An announcement chime is a sound similar to chimes, which is played before or after a manual or automated message to let people know when the announcement begins or ends.

Description 
Announcement chimes are sounds of chimes or similar instruments, which are played before or after a manual or automated announced message. The sound may be created from various methods, including striking chimes, playing an analog recording, or sounding a digital chime.

Used before an announcement, the chime alerts that there is a forthcoming statement. When played after an announcement, the sound of the chime denotes the end of the statement.

Use in transport

Air 
At airports, chimes (usually three or four-tone) play before an automated announcement is said to inform people of the next flight to depart. On aeroplanes, a two-tone chime plays before a safety announcement (e.g., for fastening seatbelts, etc.) or a crew call.

Rail

United Kingdom 
At most stations managed by the train operating companies (TOCs) Great Western Railway and South Western Railway, as well as additionally at most stations now managed by Elizabeth line, but were formerly managed by GWR, and at Carlisle, Llandaf, Shrewsbury and Atherstone, a two-tone chime is played before any automated announcement is made.

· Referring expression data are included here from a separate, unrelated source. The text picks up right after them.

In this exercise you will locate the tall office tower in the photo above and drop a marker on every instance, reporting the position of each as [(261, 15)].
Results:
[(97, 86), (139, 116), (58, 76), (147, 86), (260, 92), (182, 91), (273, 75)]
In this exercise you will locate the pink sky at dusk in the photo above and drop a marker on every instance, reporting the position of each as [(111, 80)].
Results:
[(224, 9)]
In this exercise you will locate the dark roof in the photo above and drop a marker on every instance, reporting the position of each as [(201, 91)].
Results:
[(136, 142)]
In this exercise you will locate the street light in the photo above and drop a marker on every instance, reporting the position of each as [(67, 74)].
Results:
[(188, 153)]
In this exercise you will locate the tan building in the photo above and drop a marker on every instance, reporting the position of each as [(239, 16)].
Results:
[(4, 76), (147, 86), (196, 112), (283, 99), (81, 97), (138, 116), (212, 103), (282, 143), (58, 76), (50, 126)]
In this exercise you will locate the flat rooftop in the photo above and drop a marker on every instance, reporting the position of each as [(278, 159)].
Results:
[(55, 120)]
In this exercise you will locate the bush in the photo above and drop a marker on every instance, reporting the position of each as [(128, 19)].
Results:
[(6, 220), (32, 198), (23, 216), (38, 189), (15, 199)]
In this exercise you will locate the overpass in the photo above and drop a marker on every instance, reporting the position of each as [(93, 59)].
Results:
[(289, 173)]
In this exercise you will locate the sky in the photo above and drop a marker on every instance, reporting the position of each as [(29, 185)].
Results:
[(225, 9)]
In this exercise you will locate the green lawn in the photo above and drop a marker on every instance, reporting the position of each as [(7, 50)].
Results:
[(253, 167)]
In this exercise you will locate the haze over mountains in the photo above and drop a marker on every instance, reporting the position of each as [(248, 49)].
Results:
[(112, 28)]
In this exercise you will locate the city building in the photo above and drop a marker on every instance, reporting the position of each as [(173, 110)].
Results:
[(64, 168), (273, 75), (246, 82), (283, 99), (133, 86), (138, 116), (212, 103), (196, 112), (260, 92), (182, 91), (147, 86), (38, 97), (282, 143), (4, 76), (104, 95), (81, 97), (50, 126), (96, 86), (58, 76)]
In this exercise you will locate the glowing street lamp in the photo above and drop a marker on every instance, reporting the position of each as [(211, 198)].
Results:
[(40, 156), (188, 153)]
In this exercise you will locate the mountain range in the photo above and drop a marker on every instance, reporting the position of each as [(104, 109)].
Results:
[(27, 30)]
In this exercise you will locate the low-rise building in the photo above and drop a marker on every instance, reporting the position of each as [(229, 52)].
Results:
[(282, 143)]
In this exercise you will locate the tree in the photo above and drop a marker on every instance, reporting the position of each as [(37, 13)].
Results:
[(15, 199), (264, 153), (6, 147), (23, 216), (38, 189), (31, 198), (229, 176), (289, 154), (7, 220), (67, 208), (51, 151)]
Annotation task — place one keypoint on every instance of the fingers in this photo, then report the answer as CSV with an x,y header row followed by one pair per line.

In the latter part of the British Rail era, stations with manual announcements were fitted with three or four-tone bell chimes. They still remain this way at Bolton. However, even with KeTech automated announcements being fitted across the north in the 2010s and across the west in the 2000s, some stations such as Plymouth (until around 2013 when it was replaced by an Atos installation), some stations retained the chime (such as East Didsbury and Morpeth), however, all chimes at Northern stations with automated announcements had been removed by 2019.

On most trains, a short two-tone chime is played before an announcement.